Mastodon Journey With Nikole : Regaining Discipline and Building Momentum: My Morning Routine Transformation

Regaining Discipline and Building Momentum: My Morning Routine Transformation



Hey there today, we're diving deep into a topic that is crucial for personal growth: Discipline. For many of us, starting our mornings on the right foot can be a challenge. It's easy to hit snooze, scroll through social media, and let our mornings slip away from us. But what if we could transform our mornings into a time of discipline and productivity that will serve us maximum benefits all day long?

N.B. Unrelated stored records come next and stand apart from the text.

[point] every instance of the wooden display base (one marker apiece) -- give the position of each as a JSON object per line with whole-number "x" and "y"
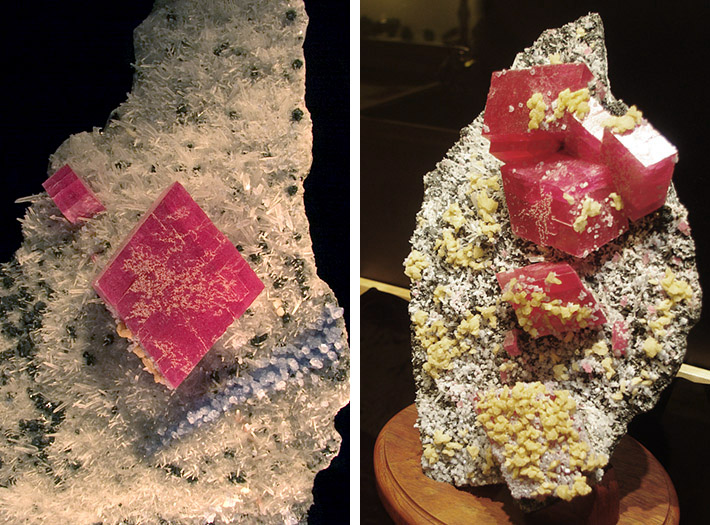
{"x": 636, "y": 490}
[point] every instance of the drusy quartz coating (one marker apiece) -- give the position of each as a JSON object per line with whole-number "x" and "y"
{"x": 177, "y": 283}
{"x": 497, "y": 400}
{"x": 72, "y": 196}
{"x": 218, "y": 105}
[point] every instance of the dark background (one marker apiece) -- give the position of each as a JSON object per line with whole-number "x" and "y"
{"x": 417, "y": 95}
{"x": 67, "y": 66}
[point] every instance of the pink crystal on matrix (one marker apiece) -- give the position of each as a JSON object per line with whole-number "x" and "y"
{"x": 642, "y": 163}
{"x": 74, "y": 199}
{"x": 549, "y": 299}
{"x": 177, "y": 283}
{"x": 563, "y": 202}
{"x": 507, "y": 115}
{"x": 641, "y": 160}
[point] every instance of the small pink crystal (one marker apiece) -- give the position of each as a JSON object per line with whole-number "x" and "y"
{"x": 507, "y": 116}
{"x": 177, "y": 283}
{"x": 547, "y": 200}
{"x": 74, "y": 199}
{"x": 562, "y": 306}
{"x": 641, "y": 160}
{"x": 619, "y": 338}
{"x": 510, "y": 343}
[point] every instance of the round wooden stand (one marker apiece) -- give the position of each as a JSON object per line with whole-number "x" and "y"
{"x": 636, "y": 490}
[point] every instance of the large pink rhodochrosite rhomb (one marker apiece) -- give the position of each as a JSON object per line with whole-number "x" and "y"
{"x": 177, "y": 283}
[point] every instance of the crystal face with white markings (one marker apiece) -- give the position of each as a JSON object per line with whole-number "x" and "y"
{"x": 204, "y": 268}
{"x": 553, "y": 278}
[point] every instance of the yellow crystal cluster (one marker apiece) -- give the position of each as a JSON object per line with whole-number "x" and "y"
{"x": 535, "y": 430}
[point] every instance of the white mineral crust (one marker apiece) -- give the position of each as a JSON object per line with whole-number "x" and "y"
{"x": 217, "y": 104}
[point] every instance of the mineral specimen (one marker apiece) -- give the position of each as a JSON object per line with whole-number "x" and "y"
{"x": 177, "y": 283}
{"x": 73, "y": 198}
{"x": 88, "y": 436}
{"x": 549, "y": 298}
{"x": 560, "y": 403}
{"x": 563, "y": 202}
{"x": 628, "y": 170}
{"x": 510, "y": 121}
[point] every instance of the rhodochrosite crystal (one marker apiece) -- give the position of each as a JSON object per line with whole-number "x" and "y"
{"x": 549, "y": 298}
{"x": 609, "y": 168}
{"x": 641, "y": 160}
{"x": 563, "y": 202}
{"x": 201, "y": 172}
{"x": 177, "y": 283}
{"x": 506, "y": 121}
{"x": 74, "y": 199}
{"x": 642, "y": 163}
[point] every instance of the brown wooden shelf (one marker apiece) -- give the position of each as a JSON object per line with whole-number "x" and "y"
{"x": 636, "y": 488}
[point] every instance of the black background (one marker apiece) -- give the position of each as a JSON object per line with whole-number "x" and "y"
{"x": 67, "y": 66}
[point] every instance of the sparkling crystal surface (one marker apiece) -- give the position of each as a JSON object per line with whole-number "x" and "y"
{"x": 554, "y": 203}
{"x": 72, "y": 196}
{"x": 507, "y": 115}
{"x": 177, "y": 283}
{"x": 641, "y": 160}
{"x": 550, "y": 299}
{"x": 642, "y": 163}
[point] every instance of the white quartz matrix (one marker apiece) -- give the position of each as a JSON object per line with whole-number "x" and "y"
{"x": 87, "y": 435}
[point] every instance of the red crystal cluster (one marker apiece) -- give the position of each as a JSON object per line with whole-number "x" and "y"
{"x": 572, "y": 179}
{"x": 74, "y": 199}
{"x": 549, "y": 299}
{"x": 177, "y": 283}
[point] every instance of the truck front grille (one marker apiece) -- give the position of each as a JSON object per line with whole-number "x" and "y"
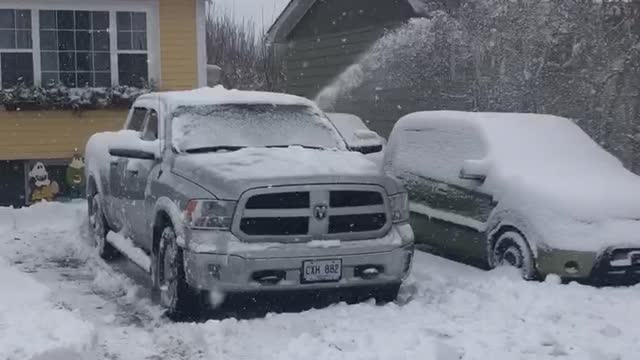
{"x": 275, "y": 226}
{"x": 356, "y": 223}
{"x": 355, "y": 198}
{"x": 287, "y": 200}
{"x": 312, "y": 212}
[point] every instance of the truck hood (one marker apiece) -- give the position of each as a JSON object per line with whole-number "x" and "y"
{"x": 228, "y": 175}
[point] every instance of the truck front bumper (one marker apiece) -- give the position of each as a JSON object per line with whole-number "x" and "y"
{"x": 278, "y": 267}
{"x": 615, "y": 266}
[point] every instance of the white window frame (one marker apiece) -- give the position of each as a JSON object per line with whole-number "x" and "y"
{"x": 24, "y": 51}
{"x": 150, "y": 7}
{"x": 113, "y": 19}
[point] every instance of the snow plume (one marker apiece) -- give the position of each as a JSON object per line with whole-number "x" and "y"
{"x": 393, "y": 56}
{"x": 421, "y": 7}
{"x": 348, "y": 80}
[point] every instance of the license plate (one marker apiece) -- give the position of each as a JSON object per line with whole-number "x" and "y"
{"x": 321, "y": 270}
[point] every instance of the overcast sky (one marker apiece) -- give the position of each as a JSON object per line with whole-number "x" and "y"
{"x": 256, "y": 10}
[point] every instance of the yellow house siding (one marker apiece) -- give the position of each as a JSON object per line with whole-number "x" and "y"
{"x": 52, "y": 134}
{"x": 178, "y": 44}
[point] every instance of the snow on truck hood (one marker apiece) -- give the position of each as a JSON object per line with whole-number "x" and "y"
{"x": 545, "y": 161}
{"x": 235, "y": 172}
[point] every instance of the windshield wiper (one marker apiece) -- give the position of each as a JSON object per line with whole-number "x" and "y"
{"x": 213, "y": 149}
{"x": 294, "y": 145}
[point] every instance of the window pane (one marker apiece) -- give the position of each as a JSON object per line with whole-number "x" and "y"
{"x": 50, "y": 78}
{"x": 49, "y": 61}
{"x": 16, "y": 67}
{"x": 48, "y": 19}
{"x": 133, "y": 69}
{"x": 83, "y": 20}
{"x": 137, "y": 119}
{"x": 101, "y": 41}
{"x": 123, "y": 20}
{"x": 65, "y": 40}
{"x": 151, "y": 131}
{"x": 7, "y": 39}
{"x": 65, "y": 19}
{"x": 83, "y": 40}
{"x": 67, "y": 61}
{"x": 48, "y": 40}
{"x": 100, "y": 20}
{"x": 124, "y": 40}
{"x": 102, "y": 61}
{"x": 139, "y": 40}
{"x": 23, "y": 19}
{"x": 84, "y": 79}
{"x": 68, "y": 79}
{"x": 139, "y": 21}
{"x": 84, "y": 62}
{"x": 24, "y": 39}
{"x": 7, "y": 19}
{"x": 102, "y": 79}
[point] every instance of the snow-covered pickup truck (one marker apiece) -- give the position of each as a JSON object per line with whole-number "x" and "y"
{"x": 231, "y": 191}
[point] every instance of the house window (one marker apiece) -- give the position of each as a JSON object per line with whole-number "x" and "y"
{"x": 16, "y": 57}
{"x": 75, "y": 48}
{"x": 133, "y": 67}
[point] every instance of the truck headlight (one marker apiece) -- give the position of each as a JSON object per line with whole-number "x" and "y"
{"x": 209, "y": 214}
{"x": 399, "y": 207}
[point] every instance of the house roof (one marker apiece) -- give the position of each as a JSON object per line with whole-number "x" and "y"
{"x": 288, "y": 19}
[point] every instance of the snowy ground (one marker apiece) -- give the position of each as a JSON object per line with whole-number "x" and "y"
{"x": 60, "y": 302}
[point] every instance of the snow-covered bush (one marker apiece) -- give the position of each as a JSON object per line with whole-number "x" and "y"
{"x": 58, "y": 96}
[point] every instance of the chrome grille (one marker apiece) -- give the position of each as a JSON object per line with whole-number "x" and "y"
{"x": 312, "y": 212}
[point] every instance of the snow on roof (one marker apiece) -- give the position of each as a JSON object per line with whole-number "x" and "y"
{"x": 531, "y": 159}
{"x": 220, "y": 96}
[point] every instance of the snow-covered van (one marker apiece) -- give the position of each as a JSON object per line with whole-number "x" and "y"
{"x": 532, "y": 191}
{"x": 232, "y": 191}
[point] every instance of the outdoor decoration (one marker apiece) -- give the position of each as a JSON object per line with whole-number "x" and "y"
{"x": 42, "y": 188}
{"x": 74, "y": 178}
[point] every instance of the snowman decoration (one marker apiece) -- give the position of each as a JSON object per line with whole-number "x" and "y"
{"x": 74, "y": 177}
{"x": 43, "y": 187}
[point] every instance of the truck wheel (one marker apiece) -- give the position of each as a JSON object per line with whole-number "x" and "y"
{"x": 512, "y": 249}
{"x": 98, "y": 229}
{"x": 175, "y": 294}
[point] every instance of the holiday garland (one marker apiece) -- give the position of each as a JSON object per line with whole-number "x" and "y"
{"x": 23, "y": 97}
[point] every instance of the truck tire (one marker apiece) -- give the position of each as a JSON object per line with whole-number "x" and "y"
{"x": 512, "y": 249}
{"x": 176, "y": 295}
{"x": 98, "y": 229}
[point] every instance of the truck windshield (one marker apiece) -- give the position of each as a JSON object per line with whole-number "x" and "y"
{"x": 196, "y": 128}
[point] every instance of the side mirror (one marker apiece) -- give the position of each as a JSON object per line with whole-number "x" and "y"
{"x": 132, "y": 153}
{"x": 475, "y": 170}
{"x": 128, "y": 144}
{"x": 362, "y": 134}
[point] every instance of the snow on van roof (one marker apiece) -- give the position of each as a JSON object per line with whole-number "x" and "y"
{"x": 524, "y": 143}
{"x": 532, "y": 160}
{"x": 220, "y": 96}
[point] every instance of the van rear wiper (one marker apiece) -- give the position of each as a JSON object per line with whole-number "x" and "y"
{"x": 294, "y": 145}
{"x": 207, "y": 149}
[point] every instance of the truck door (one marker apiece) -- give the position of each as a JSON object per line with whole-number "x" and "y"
{"x": 139, "y": 175}
{"x": 116, "y": 210}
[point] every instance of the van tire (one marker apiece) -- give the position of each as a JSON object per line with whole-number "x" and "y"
{"x": 512, "y": 249}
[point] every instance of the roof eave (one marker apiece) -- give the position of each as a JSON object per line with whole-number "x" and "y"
{"x": 287, "y": 21}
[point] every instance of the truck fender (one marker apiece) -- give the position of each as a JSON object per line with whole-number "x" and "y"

In this article, I'll share how I revamped my morning routine to regain discipline and build momentum in my life. It starts with setting the foundation. You see, just like a house needs a strong foundation to stand tall, our personal journeys also require a solid base to build upon. So, let's jump right in and explore the key aspects that contribute to a strong foundation.


Having a strong foundation is essential for personal growth and development. This foundation involves doing internal work in areas such as self-love, spiritual connection and time management. Self-love involves developing a positive relationship with oneself, accepting one's flaws and strengths, and practicing self-care. Spiritual connection involves finding a sense of purpose and meaning in life and developing a connection to something greater than oneself. Time management involves prioritizing and managing one's time effectively to achieve goals and reduce stress. Setting boundaries involves knowing one's limits and communicating them to others to create healthy relationships. By working on these areas, individuals can build a strong foundation that supports personal growth and development. Developing a strong foundation not only helps individuals achieve their goals but also enhances their overall well-being and quality of life.

self-love

I learned from Mel Robins that counting backwards 5,4,3,2,1 and then getting up helped me tremendously. Counting backwards from 5-1 is a technique used by Mel Robbins in her 5 Second Rule to help people take action and overcome feelings of fear or anxiety. When you count backwards, you activate the prefrontal cortex, the part of the brain responsible for decision-making and impulse control. This helps to interrupt the neural pathways associated with anxiety and fear, allowing you to take action without hesitation. By counting backwards and then taking action, you're creating a new neural pathway that reinforces the idea that you can take action even when you feel afraid or uncertain. This can help to build confidence and resilience over time, making it easier to take action in the future. Additionally, the physical act of getting up and taking action can activate the dopamine reward system in the brain, providing a sense of satisfaction and accomplishment that can further reinforce the behavior.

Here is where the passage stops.